Tomorrow is Thanksgiving in the US.
Have you noticed that no matter how poor people are, anywhere in the world, they are all engaged in a desperate struggle for survival?
No matter how bad their life is, they want more of it.
This survival instinct is mirrored by all people no matter their material status.
Life must be pretty good if people cling to it so tenaciously.
However, if we compare the time and energy we devote to ensuring our survival with the time and energy we spend feeling grateful for life; well, there's no comparison.
I doubt if we spend 1/10th of one percent of our energy feeling grateful for the thing we love so much that we dedicate the other 99.9% of our energy to maintain.
Part of the reason is that we don't know whom to thank because the Illuminati have stolen God. God is the magnificent power that gave us the gift of life.
Thank you, God!
Not only do we not feel gratitude, we devote a ton of energy to being actively ungrateful.
I'm pretty comfortable but there is a hardly a day that goes by that I don't rue some investment decision I didn't made 20 years ago.
Enough is always a little more than what one has, wrote Samuel Butler.
I have to think about people who are suffering in order to appreciate how good my life is. Isn't that pathetic?
Thanksgiving is a time to think about the glass half-full rather than half-empty, a time to think of what's right instead of what's wrong.
And while many have been traumatized by politics, we can be grateful that we still have democracy and a large measure of freedom. Let's not take that for granted either.
First Comment from Peter W
Usually, because people have never been truly without. The ingrates are usually those with enough who want more. Having lived in Africa working with the poor out in the bush I have seen children make toys from coat hangers and shoe polish tins, rubber inner tubes, and food tins while their mothers walked ten miles for well water. I never heard them complain. The men came out with an oft-repeated "Mr Peter we are suffering" daily and they weren't doing more than stating a fact.
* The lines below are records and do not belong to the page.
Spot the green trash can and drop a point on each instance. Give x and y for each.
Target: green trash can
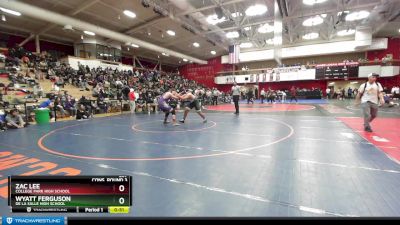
(42, 116)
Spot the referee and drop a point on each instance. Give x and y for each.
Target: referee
(236, 95)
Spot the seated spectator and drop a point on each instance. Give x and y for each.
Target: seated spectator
(3, 126)
(101, 104)
(141, 104)
(151, 103)
(50, 105)
(59, 106)
(69, 106)
(14, 120)
(37, 91)
(82, 113)
(87, 103)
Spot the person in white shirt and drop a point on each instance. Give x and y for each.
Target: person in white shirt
(371, 96)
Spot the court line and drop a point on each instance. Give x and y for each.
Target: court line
(213, 189)
(134, 127)
(236, 133)
(238, 194)
(347, 166)
(333, 121)
(330, 128)
(44, 148)
(380, 111)
(341, 141)
(380, 150)
(172, 145)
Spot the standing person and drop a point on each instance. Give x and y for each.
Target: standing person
(328, 91)
(215, 95)
(191, 102)
(132, 100)
(164, 106)
(262, 95)
(283, 96)
(370, 94)
(250, 96)
(293, 94)
(349, 93)
(236, 96)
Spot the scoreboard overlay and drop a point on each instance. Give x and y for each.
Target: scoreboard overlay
(78, 194)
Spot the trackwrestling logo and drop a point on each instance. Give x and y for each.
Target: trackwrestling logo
(34, 220)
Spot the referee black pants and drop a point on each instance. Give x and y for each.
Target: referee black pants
(236, 101)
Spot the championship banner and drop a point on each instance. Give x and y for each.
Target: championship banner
(337, 70)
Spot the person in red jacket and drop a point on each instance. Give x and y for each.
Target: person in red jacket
(132, 100)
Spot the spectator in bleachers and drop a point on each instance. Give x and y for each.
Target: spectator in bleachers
(14, 120)
(37, 91)
(141, 103)
(82, 113)
(70, 106)
(262, 95)
(101, 104)
(132, 100)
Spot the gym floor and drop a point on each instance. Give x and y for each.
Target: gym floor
(306, 159)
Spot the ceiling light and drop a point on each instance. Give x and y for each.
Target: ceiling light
(232, 34)
(9, 11)
(246, 45)
(213, 19)
(312, 2)
(357, 15)
(89, 33)
(129, 13)
(236, 14)
(346, 32)
(270, 41)
(311, 36)
(266, 28)
(171, 32)
(256, 10)
(313, 21)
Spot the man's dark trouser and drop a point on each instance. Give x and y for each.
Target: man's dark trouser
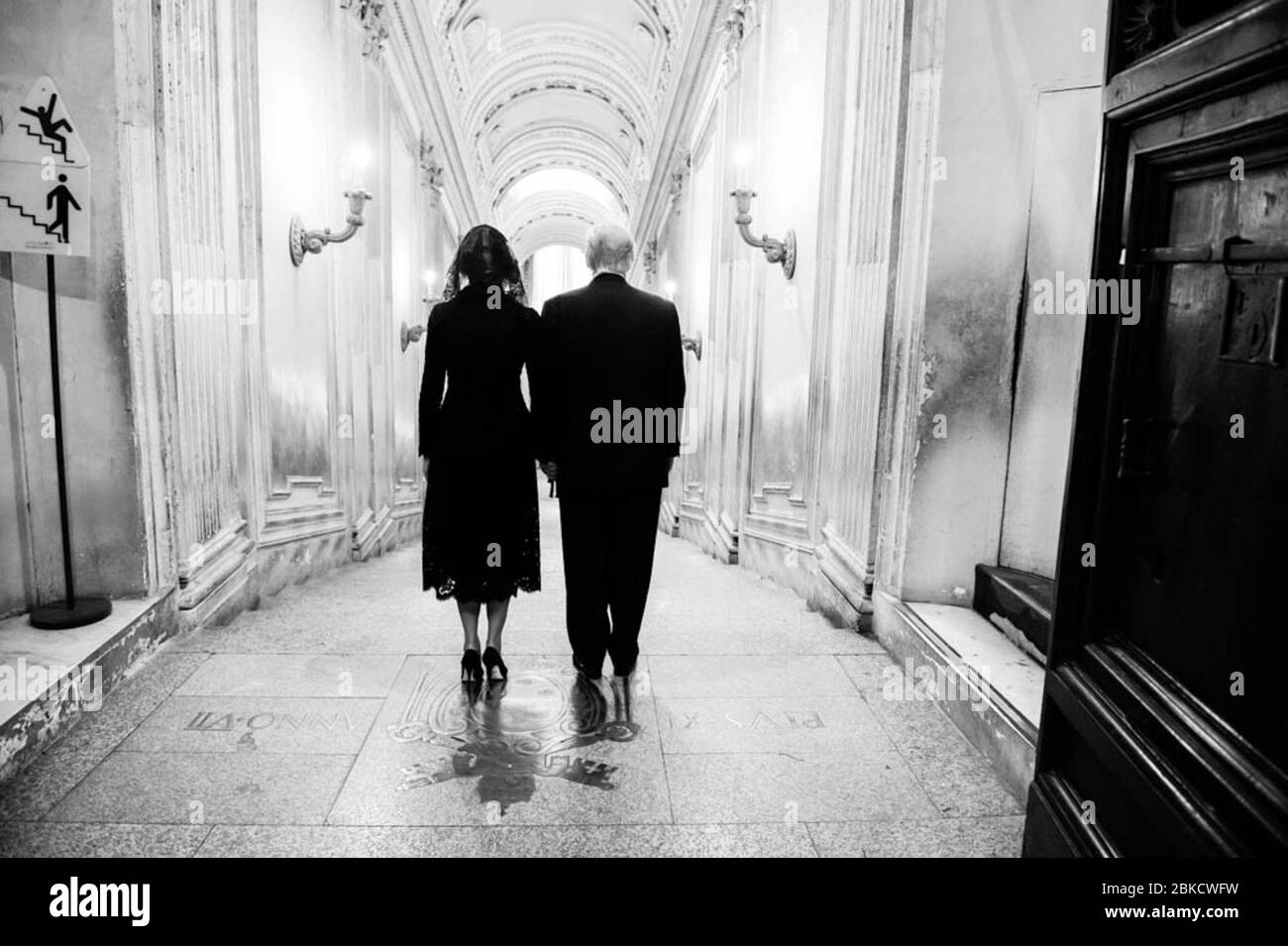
(608, 541)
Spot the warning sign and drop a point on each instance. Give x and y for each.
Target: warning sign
(44, 177)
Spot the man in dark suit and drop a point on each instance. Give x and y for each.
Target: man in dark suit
(609, 411)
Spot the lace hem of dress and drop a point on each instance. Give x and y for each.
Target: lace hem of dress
(446, 587)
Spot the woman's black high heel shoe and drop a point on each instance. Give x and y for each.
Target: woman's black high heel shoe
(492, 661)
(472, 671)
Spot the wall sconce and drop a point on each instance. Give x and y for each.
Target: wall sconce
(312, 241)
(694, 344)
(410, 334)
(407, 335)
(776, 250)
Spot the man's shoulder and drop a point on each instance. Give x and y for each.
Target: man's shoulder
(631, 295)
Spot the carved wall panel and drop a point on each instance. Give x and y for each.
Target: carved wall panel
(209, 292)
(784, 126)
(859, 200)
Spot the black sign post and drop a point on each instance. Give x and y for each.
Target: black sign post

As a 26-year-old paid $30 a month they knew I was not Santa Claus but were pleased I was there.
Having to boil water always for drinking, catching Malaria and doing without phone or electrical devices, my bi-weekly treck to the Capital in a Missionary's truck was a joy.
Later years saw me travel throughout the Middle East, North Africa and India and Pakistan. Deprivation? Go to Mumbai or Kolkota and ask if you would like to live under a plastic sheet on the roadside. So, Henry, it is easier to be thankful yet I too drift into the "I wish I had a newer car" syndrome.
2 years I tasked my youngest son to write a list of 100 things he was thankful for - he declared it impossible and once I explained, came up with a list within ten minutes. Give thanks to God every day for food and friends and home and shelter and electricity and shops with products in them (Romania didn't nor did post-Soviet Russia), internet shopping, freedom to worship, a job, warm clean water, a bed, sheets, white goods. The list is endless.
Once practiced daily the gratitude becomes normal. Do we have all we want? No. Do we have all we need to keep body and soul together? Yes. Did the poor complain in Africa and India? They begged and they sat in the dust but I have heard more complaining at Macy's on Sale Day than I have in the developing world. And the greatest thing to be thankful for is Salvation through Christ a free gift.
James 1:17Every good gift and every perfect gift is from above, and comes down from the Father of lights, with whom there is no variation or shadow of turning.
Happy Black Friday where Mammon rears its ugly head.